I am trying to find tables that could do with indexing. Programmers are complaining that certain table queries are pretty slow.

I found this query here on stackoverflow:

SELECT   schemaname, relname, seq_scan, seq_tup_read,
           idx_scan, seq_tup_read / seq_scan AS avg
FROM    pg_stat_user_tables
WHERE   seq_scan > 0
ORDER BY seq_tup_read DESC
LIMIT 20;

I tried running on my database and sure enough, one of the tables that our programmers are complaining about appears:

 schemaname |        relname         | seq_scan | seq_tup_read | idx_scan |  avg
------------+------------------------+----------+--------------+----------+-------
 public     | widgets                |      511 |     22834898 |        3 | 44686

Based on what I read, if you have a table that has more seq-scans than idx-scans, this is a good indicator of a table that could use more indexing.

Problem

My next remedial question is how do I know which column to index?
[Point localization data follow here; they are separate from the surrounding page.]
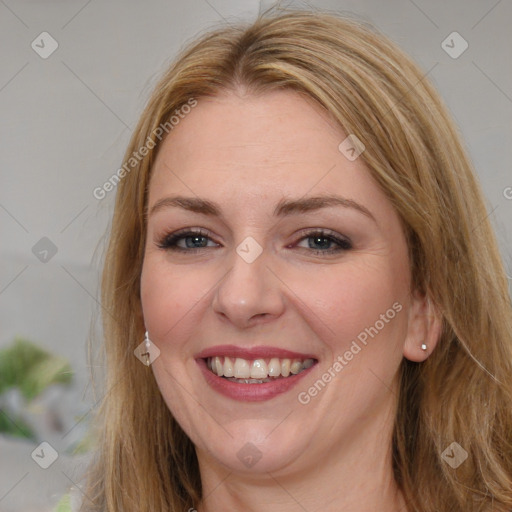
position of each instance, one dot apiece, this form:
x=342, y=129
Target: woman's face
x=296, y=263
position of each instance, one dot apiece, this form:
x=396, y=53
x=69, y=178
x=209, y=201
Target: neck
x=355, y=475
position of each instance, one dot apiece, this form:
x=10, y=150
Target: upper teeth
x=257, y=368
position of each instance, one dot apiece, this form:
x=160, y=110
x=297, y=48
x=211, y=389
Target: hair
x=461, y=393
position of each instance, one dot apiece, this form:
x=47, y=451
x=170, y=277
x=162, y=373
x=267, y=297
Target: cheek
x=362, y=302
x=167, y=295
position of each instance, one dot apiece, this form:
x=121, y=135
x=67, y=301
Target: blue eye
x=194, y=240
x=321, y=242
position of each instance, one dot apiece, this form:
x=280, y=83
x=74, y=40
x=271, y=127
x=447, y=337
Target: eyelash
x=169, y=241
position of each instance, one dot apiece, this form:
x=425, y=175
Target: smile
x=257, y=371
x=253, y=374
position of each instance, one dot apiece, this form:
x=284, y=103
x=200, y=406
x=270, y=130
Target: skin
x=246, y=153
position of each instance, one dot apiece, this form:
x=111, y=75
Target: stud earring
x=147, y=344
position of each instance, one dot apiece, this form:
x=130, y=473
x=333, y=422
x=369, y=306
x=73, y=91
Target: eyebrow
x=284, y=207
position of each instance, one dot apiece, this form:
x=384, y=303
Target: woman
x=301, y=255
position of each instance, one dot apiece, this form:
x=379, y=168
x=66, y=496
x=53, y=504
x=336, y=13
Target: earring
x=147, y=344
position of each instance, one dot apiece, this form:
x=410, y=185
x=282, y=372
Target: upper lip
x=259, y=352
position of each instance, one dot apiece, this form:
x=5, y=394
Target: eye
x=324, y=242
x=186, y=241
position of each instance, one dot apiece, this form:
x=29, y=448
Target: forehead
x=246, y=146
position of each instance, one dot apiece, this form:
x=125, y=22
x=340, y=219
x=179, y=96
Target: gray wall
x=66, y=119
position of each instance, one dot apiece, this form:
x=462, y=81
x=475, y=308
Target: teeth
x=296, y=367
x=242, y=369
x=285, y=367
x=258, y=370
x=274, y=367
x=228, y=370
x=218, y=366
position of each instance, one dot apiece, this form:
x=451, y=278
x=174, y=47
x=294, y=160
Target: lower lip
x=250, y=392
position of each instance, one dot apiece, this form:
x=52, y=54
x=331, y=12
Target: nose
x=249, y=293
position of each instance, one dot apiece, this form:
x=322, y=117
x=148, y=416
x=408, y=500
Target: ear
x=423, y=327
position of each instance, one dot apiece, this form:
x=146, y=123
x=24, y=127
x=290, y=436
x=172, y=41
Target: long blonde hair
x=462, y=393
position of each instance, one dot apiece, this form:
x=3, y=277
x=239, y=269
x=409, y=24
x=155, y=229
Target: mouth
x=256, y=374
x=257, y=371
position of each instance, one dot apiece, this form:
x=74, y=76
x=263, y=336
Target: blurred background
x=74, y=78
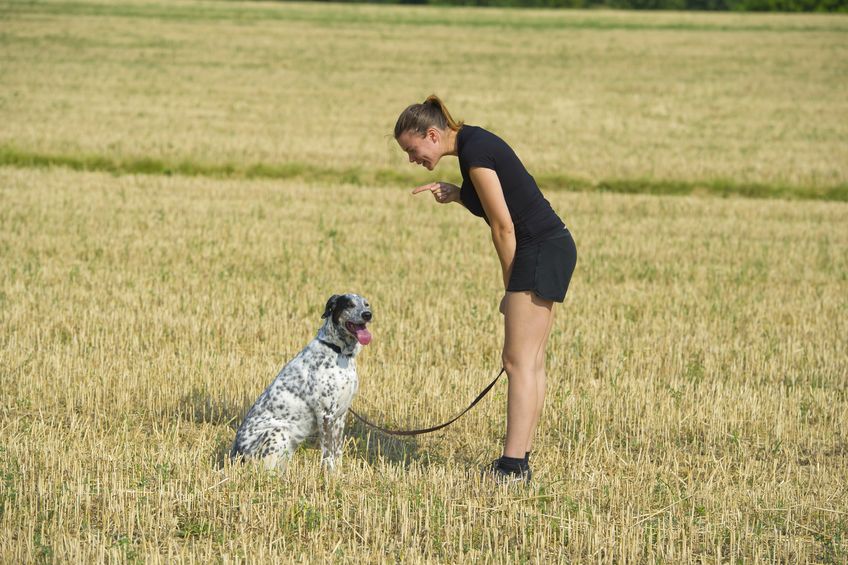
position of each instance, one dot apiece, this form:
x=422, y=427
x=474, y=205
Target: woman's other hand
x=443, y=192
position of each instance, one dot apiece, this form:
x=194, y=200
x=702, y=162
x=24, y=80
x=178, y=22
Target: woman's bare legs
x=527, y=323
x=541, y=378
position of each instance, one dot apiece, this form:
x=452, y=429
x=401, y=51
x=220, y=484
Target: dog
x=311, y=393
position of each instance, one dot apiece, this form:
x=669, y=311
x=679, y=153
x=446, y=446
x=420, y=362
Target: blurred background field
x=585, y=96
x=697, y=400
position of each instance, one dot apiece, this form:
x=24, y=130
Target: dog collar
x=332, y=346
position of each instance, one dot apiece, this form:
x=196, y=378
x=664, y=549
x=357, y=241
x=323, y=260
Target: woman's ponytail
x=418, y=118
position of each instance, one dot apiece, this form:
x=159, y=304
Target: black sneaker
x=505, y=476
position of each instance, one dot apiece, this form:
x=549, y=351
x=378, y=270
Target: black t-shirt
x=532, y=215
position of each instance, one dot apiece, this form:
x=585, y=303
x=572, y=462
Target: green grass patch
x=442, y=16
I queried to see which indexes currently exist:

testdb=# select * from pg_indexes where tablename='widgets';
 schemaname | tablename |   indexname   | tablespace |                            indexdef
------------+-----------+---------------+------------+----------------------------------------------------------------
 public     | widgets| widgets_pkey |            | CREATE UNIQUE INDEX widgets_pkey ON widgets USING btree (id)
(1 row)

And this is what the table looks like in general:

testdb=# \d widgets
                                    Table "public.widgets"
  Column  |            Type             |                       Modifiers
----------+-----------------------------+-------------------------------------------------------
 id       | integer                     | not null default nextval('widgets_id_seq'::regclass)
 id_ts    | timestamp without time zone | default now()
 status   | character varying(32)       |
 class    | character varying(16)       |
 from     | character varying(32)       |
 to       | character varying(32)       |
 start_ts | integer                     |
 end_ts   | integer                     |
 elapsed  | integer                     |
Indexes:
    "widgets_pkey" PRIMARY KEY, btree (id)

Any suggestions would be appreciated.

Upvotes: 1

Views: 60

Answers (1)

Laurenz Albe
Laurenz Albe

Reputation: 246493

Use pg_stat_statements to find out which queries are causing the sequential scans.

You have to add it to shared_preload_libraries and restart PostgreSQL. Then you create the pg_stat_statements view with

CREATE EXTENSION pg_stat_statements;

Then wait until some workload has been collected and query the view. You can filter the statements using your table name (WHERE query ILIKE '%table_name%') and order to get the longest running statements first.

That should show you the queries that cause the sequential scans.